« Elargir le RSA, un investissement social nécessaire »
Antoine Dulin est Vice-Président du Conseil économique, social et environnemental (CESE) et rapporteur de plusieurs avis du CESE sur l’insertion et les droits des jeunes.
Quel regard portez-vous sur leur situation des jeunes aujourd’hui ?
La crise du Covid touche massivement les jeunes et a exacerbé la précarité qui était déjà la leur, mais que l’on ne voyait pas du fait de l’existence de ce que j’appelle « l’économie de la débrouille », les petits boulots, les contrats d’intérim… À Lyon, pendant le confinement, 4 000 étudiants ont fréquenté les épiceries sociales et solidaires et 95 % d’entre eux étaient inconnus de ce réseau d’aide alimentaire. La crise sanitaire a révélé la grande précarité des moins de 25 ans qui sont depuis longtemps ignorés des politiques publiques. N’oublions pas que notre protection sociale est construite depuis l’après-guerre sur la solidarité familiale (citons entre autres la demi-part fiscale, les allocations familiales…). Mais quand celle-ci ne peut pas fonctionner ? On l’a bien vu avec cette crise, des familles très modestes n’ont pu répondre à leur obligation alimentaire et de nombreux jeunes, entre 16 et 25 ans, se sont retrouvés totalement démunis.
Ce qui est problématique en France, c’est que depuis 20 ans, on laisse sur la route des jeunes qui n’ont ni aide familiale ni aide publique et que l’on reproduit cette inégalité sociale année après année. Bien sûr, la solution à la précarité des jeunes, c’est l’emploi. Mais il faut savoir qu’aujourd’hui, un jeune trouve son 1er emploi en moyenne à 27-28 ans. Dans les années 90, la moyenne était de 22 ans ½. Le vrai problème qu’il faut résoudre aujourd’hui, c’est comment réduire ce parcours du combattant que connaissent certains et qui n’a plus rien à voir avec le parcours linéaire que les jeunes pouvaient avoir dans les années 70. Dans le cadre de la stratégie de lutte contre la pauvreté, l’obligation de formation qualifiante jusqu’à 18 ans sur laquelle j’ai travaillé est un des leviers à actionner.

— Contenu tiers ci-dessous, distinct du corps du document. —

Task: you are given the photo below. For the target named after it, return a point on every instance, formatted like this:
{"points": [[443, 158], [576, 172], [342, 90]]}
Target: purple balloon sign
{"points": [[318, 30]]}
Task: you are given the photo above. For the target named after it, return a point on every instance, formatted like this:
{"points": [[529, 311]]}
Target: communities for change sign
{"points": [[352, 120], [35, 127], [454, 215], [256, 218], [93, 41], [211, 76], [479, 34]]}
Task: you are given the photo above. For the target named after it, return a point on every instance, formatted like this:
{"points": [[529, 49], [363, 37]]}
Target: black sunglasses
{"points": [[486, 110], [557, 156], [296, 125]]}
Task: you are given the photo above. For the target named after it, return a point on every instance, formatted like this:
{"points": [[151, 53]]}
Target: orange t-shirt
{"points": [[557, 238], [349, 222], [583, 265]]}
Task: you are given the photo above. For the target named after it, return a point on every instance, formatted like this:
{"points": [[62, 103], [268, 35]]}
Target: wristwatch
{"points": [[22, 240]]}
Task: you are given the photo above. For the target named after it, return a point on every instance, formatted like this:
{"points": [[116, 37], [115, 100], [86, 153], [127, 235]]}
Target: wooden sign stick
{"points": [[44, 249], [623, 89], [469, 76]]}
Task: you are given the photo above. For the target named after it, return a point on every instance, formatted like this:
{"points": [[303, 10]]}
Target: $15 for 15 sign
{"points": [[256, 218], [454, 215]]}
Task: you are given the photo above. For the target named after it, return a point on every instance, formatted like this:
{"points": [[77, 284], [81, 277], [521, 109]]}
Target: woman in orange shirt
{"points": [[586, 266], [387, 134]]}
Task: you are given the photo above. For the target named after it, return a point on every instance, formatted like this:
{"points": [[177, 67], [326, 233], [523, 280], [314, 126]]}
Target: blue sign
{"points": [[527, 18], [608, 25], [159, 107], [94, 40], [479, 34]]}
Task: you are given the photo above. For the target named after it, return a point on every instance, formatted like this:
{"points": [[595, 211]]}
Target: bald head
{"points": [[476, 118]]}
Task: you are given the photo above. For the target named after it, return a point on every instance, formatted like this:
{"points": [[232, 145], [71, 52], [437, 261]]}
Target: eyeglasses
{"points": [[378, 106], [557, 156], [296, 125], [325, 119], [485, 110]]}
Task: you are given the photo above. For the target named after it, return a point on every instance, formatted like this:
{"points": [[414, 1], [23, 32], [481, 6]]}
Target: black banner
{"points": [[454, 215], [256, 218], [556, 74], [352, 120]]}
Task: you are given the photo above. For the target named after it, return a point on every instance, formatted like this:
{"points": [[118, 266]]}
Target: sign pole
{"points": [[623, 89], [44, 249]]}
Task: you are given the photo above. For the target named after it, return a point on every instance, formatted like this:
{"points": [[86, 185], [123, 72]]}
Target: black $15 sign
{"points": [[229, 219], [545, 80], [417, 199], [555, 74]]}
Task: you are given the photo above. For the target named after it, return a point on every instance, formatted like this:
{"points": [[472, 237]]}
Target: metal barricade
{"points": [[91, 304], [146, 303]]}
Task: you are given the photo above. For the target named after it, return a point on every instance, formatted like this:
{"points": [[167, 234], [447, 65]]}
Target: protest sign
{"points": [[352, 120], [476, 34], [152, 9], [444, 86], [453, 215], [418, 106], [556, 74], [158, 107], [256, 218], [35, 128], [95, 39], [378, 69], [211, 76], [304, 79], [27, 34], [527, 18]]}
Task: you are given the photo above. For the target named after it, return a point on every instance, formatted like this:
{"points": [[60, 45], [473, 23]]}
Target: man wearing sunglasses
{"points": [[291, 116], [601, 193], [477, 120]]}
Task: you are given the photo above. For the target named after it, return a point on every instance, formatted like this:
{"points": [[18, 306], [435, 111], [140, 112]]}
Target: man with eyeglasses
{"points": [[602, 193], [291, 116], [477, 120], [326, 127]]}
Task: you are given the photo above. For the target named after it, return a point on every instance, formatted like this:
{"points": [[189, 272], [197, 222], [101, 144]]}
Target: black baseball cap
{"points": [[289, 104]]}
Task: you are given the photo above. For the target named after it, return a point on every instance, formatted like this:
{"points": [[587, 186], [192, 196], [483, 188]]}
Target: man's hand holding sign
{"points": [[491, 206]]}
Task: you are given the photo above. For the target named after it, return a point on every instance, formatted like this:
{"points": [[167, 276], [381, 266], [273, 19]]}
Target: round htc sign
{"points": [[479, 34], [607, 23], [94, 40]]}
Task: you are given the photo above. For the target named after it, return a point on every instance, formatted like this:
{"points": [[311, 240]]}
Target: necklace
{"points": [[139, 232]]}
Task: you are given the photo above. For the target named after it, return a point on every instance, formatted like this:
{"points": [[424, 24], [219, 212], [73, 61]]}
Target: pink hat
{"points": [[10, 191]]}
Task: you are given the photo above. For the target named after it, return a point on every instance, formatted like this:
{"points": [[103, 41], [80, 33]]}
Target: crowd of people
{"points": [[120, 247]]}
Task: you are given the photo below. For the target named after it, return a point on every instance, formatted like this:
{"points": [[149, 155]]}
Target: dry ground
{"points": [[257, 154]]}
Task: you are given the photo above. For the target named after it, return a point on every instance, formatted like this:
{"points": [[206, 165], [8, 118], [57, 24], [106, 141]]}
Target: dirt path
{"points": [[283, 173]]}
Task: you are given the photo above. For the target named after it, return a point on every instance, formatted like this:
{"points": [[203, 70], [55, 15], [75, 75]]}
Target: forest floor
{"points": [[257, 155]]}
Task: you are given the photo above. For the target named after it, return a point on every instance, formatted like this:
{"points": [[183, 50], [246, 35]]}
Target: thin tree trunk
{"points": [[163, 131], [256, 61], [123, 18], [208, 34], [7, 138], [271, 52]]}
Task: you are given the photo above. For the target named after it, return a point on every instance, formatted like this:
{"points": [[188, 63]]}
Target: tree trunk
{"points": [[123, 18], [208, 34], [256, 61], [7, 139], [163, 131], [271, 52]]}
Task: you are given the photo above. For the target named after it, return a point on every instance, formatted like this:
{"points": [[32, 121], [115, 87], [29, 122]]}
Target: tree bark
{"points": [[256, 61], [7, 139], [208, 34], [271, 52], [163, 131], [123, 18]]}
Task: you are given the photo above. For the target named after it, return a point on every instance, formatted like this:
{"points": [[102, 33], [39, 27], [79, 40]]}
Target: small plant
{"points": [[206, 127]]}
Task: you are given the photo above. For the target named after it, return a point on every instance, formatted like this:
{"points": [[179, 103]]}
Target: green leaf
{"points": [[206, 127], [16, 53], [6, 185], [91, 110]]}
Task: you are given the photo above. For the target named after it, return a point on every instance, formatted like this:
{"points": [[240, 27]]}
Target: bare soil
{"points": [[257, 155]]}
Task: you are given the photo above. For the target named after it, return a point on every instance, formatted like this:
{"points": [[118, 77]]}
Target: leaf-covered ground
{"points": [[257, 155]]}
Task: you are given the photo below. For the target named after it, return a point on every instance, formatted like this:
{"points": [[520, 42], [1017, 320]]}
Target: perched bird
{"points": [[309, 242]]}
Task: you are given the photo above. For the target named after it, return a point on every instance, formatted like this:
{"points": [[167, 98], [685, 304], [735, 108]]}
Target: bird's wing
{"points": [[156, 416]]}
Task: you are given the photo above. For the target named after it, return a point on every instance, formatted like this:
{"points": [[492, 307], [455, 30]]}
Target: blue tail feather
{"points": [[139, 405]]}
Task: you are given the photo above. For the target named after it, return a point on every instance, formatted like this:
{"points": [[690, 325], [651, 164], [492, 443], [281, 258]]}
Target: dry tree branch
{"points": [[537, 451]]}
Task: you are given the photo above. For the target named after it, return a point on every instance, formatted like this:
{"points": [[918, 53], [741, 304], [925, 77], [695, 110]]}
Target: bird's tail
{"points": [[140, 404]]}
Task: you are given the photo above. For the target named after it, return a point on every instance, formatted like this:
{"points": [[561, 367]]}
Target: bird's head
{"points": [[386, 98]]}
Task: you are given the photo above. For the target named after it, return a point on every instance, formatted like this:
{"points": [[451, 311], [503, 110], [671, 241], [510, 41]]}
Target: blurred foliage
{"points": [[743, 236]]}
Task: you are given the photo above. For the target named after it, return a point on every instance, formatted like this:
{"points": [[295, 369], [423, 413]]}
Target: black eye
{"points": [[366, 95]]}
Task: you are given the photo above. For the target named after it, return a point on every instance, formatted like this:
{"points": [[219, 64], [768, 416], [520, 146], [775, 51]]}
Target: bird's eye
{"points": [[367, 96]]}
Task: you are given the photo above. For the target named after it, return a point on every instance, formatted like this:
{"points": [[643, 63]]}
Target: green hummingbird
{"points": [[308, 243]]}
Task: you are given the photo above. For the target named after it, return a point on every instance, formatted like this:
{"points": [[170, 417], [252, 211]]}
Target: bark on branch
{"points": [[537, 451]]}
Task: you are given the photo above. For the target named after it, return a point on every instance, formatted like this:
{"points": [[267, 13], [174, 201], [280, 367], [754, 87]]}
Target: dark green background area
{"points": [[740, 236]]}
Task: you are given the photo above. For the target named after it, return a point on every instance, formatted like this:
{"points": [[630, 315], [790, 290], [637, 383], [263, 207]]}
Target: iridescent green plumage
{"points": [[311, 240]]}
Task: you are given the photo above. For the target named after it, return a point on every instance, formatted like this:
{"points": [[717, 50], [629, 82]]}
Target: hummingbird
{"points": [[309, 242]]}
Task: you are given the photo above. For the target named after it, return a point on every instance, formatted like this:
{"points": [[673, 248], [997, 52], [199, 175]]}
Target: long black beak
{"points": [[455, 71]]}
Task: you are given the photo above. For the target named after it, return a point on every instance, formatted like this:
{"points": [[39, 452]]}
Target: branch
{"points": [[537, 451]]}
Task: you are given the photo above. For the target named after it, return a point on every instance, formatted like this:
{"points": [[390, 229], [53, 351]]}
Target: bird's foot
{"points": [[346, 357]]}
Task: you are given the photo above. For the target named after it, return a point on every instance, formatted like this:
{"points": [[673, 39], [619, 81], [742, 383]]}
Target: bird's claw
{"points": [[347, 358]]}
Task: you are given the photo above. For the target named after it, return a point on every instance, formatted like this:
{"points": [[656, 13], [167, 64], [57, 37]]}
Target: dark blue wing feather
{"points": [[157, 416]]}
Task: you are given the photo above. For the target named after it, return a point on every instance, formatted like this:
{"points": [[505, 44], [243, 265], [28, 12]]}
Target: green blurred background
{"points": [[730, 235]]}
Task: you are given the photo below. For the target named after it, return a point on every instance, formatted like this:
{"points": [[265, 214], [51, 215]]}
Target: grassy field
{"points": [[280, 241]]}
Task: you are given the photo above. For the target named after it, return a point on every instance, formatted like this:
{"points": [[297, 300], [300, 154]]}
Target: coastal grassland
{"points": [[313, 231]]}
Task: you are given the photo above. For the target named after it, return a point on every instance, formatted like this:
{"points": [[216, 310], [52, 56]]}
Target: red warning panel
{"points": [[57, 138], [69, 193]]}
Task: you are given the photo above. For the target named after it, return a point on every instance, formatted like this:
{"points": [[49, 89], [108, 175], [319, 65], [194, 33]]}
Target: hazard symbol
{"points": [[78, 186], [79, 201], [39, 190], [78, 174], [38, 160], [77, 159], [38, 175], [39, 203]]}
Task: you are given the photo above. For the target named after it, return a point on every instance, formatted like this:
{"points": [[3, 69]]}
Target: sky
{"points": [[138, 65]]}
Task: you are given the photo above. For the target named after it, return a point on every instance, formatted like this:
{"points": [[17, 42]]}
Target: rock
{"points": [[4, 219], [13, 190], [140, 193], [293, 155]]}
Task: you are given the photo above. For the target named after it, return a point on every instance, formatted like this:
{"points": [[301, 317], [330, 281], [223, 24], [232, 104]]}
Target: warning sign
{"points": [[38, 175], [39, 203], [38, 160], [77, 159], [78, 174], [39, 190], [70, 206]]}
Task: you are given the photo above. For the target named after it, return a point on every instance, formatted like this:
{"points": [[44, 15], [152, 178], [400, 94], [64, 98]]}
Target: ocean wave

Mais il n’est pas suffisant.
Vous évoquez l’importance de l’emploi. C’est justement l’argument de l’Etat qui refuse l’élargissement du RSA aux moins de 25 ans au prétexte qu’il favorisera l’assistanat.
Non. Rien ne prouve que le RSA est désincitatif à l’accès à l’emploi. Le RSA est un revenu de solidarité, un filet de sécurité nécessaire. Il faut absolument aujourd’hui stopper la reproduction des inégalités sociales et l’élargissement du RSA aux jeunes de moins de 25 ans est un moyen d’action. Rappelons ici que depuis des années, on multiplie les dispositifs en faveur des jeunes mais, depuis 1988 et la création du RMI (qui a précédé le RSA), les jeunes n’ont eu accès à aucun droit, aucune allocation. Or aucun dispositif ne peut fonctionner et être efficace s’il n’est pas couplé à une allocation. On ne peut pas s’occuper de son avenir si on n’a pas de quoi se loger et se nourrir. Il faut savoir que la France est l’un des derniers pays d’Europe à ne pas offrir un revenu minimum aux jeunes. Dans les pays nordiques, une allocation d’autonomie est versée dès 18 ans.
L’élargissement du RSA aux moins de 25 ans est un investissement social qui doit permettre aux jeunes en situation de précarité de pouvoir s’inscrire dans un parcours d’accompagnement et d’insertion. Nous l’avons vu avec la garantie jeunes qui assure une formation et une allocation aux 16-25 ans pendant un an. 50 à 60 % de ses bénéficiaires s’en sortent, mais elle laisse encore trop de jeunes sur le bord de la route car elle est limitée dans le temps et qu’elle ne garantit pas l’accès à d’autres droits. Alors que le Gouvernement est capable de penser une loi sur le 4e âge et la dépendance, il doit être en mesure de penser la transition vers la vie active et l’accompagnement des jeunes, qui sont aujourd’hui parmi les plus précaires. Répondre à la précarité des jeunes, c’est aussi répondre à la question de la solidarité intergénérationnelle dans notre société.